Giotteschi e non giotteschi
Il XIV secolo è uno dei più ricchi della storia dell’arte italiana. Il rinnovamento operato dall’attività di Giotto è uno stimolo per gran parte dei pittori del tempo. La sua lezione è accolta in modo diverso nelle varie città, tanto da dare forma alle peculiarità stilistiche definite tradizionalmente come "scuole locali". Nei centri più segnati dalla presenza di Giotto, Firenze e Assisi, la lezione del maestro viene imitata, ma talvolta anche messa in discussione da artisti che accentuano gli aspetti espressivi e presentano un minor rigore compositivo e spaziale. Taddeo Gaddi (Firenze 1290 ca.-1366) è ritenuto il seguace più fedele di Giotto, nella cui bottega rimase, secondo la tradizione, per ventiquattro anni. Nei suoi dipinti ritroviamo la solidità spaziale del maestro e personaggi simili a quelli degli affreschi della Cappella Bardi di Santa Croce, a Firenze, ma anche soluzioni originali. Il suo Annuncio ai pastori (117) della Cappella Baroncelli, sempre in Santa Croce, è considerato la prima scena notturna della pittura italiana. In esso Taddeo aggiunge all’eredità del maestro una diversa attenzione per l’ambiente naturale. Questa e altre sue composizioni saranno molto imitate dai pittori fiorentini fino all’inizio del Quattrocento.Maso di Banco (documentato tra il 1341 e il 1346) si distingue per la monumentalità delle sue composizioni. Nel Miracolo di san Silvestro (119) della Cappella dei Confessori (o Bardi di Vernio), ambientato tra le rovine del foro romano, la figura solenne del papa, ripetuta in due differenti episodi, scandisce il ritmo della scena. Tipica di Maso è anche la gamma cromatica chiara e luminosa. Le scelte di Maso si inseriscono in un filone che, sulla base di una frase di Vasari, è stato chiamato del «dipingere dolcissimo e tanto unito». Scelte analoghe sono quelle di Puccio Capanna, originario di Assisi, dove si trovano gran parte delle sue opere. Puccio utilizza una spazialità di matrice giottesca, nutrita da una spiccata sensibilità cromatica che giunge in qualche caso ad ammorbidire le linee di contorno. Il Martirio di san Stanislao (118) – un vescovo polacco perseguitato da un re di cui combatteva la condotta immorale – nella cantoria della Basilica inferiore di San Francesco è una scena animata e drammatica in cui tuttavia prevale una certa eleganza pittorica; la solida forma di radice giottesca è però costruita prevalentemente con ampie stesure di colore.

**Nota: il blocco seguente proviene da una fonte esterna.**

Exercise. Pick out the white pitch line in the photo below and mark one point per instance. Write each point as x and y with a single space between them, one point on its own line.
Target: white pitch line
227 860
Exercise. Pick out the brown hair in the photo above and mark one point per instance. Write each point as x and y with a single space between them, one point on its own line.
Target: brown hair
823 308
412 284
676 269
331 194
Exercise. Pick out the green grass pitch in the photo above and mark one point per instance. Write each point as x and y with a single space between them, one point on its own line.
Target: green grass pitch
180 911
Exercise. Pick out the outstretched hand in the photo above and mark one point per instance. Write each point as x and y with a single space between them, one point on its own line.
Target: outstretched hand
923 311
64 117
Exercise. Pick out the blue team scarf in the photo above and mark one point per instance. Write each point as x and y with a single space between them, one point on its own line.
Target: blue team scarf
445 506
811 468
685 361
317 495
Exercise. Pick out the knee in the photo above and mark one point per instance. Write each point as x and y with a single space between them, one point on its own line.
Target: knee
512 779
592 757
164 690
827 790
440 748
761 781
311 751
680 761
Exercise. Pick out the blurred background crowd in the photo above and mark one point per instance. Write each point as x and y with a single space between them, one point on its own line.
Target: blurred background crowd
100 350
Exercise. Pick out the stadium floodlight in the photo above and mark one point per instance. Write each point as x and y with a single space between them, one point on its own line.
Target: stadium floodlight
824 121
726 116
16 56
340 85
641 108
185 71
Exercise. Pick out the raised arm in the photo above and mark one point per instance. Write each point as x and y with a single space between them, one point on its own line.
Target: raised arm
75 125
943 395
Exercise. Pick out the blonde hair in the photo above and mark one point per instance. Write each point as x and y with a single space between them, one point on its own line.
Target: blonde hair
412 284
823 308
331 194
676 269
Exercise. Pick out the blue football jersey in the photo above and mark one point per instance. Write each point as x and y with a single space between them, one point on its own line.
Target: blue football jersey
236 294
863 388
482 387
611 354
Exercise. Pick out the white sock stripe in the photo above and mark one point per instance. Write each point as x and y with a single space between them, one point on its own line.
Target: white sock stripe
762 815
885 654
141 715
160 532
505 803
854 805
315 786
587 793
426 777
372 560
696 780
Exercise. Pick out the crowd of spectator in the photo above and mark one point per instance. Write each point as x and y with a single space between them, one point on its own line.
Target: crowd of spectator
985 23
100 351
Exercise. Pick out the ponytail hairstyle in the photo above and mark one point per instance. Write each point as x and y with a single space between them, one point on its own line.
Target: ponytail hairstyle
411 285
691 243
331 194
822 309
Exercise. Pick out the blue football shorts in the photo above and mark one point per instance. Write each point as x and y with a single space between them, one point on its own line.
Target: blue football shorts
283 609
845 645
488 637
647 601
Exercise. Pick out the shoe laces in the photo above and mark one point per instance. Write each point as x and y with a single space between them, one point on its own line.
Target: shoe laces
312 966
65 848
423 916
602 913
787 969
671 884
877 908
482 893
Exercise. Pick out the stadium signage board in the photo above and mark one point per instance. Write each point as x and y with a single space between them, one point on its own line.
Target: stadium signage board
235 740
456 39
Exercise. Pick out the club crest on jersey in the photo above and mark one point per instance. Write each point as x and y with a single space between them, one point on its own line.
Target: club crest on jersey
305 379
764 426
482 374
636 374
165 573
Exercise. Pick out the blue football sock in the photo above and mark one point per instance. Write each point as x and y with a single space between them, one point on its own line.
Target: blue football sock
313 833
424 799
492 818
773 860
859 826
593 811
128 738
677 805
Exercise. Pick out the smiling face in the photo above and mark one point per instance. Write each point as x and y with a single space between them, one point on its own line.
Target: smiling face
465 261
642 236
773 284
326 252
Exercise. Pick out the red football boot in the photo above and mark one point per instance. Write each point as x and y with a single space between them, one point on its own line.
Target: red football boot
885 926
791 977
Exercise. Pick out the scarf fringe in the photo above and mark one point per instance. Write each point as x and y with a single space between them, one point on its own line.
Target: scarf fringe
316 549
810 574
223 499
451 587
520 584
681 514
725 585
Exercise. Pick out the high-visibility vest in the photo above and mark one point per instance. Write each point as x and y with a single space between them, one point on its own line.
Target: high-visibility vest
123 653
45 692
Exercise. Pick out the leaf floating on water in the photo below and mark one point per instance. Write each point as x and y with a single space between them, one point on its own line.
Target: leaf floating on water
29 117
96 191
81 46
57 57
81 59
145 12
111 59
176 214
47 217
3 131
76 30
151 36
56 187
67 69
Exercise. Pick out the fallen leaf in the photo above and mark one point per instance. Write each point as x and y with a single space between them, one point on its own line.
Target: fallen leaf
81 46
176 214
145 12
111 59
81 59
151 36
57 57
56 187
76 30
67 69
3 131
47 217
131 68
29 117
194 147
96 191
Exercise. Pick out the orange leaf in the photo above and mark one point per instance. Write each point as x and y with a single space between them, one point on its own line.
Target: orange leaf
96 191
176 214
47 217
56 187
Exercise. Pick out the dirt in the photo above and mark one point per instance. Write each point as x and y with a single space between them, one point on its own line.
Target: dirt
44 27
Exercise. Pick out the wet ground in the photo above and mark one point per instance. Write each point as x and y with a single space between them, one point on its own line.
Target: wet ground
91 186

Nelle opere del Maestro di Figline, grande oppositore di Giotto attivo a Firenze e ad Assisi, si notano l’indifferenza per la costruzione razionale dello spazio e una grande intensità espressiva. Il nome convenzionale del pittore deriva da una pala con Madonna e santi (120) conservata nella collegiata di Figline Valdarno, la cui preziosa gamma cromatica esalta le soluzioni iconografiche e decorative inconsuete.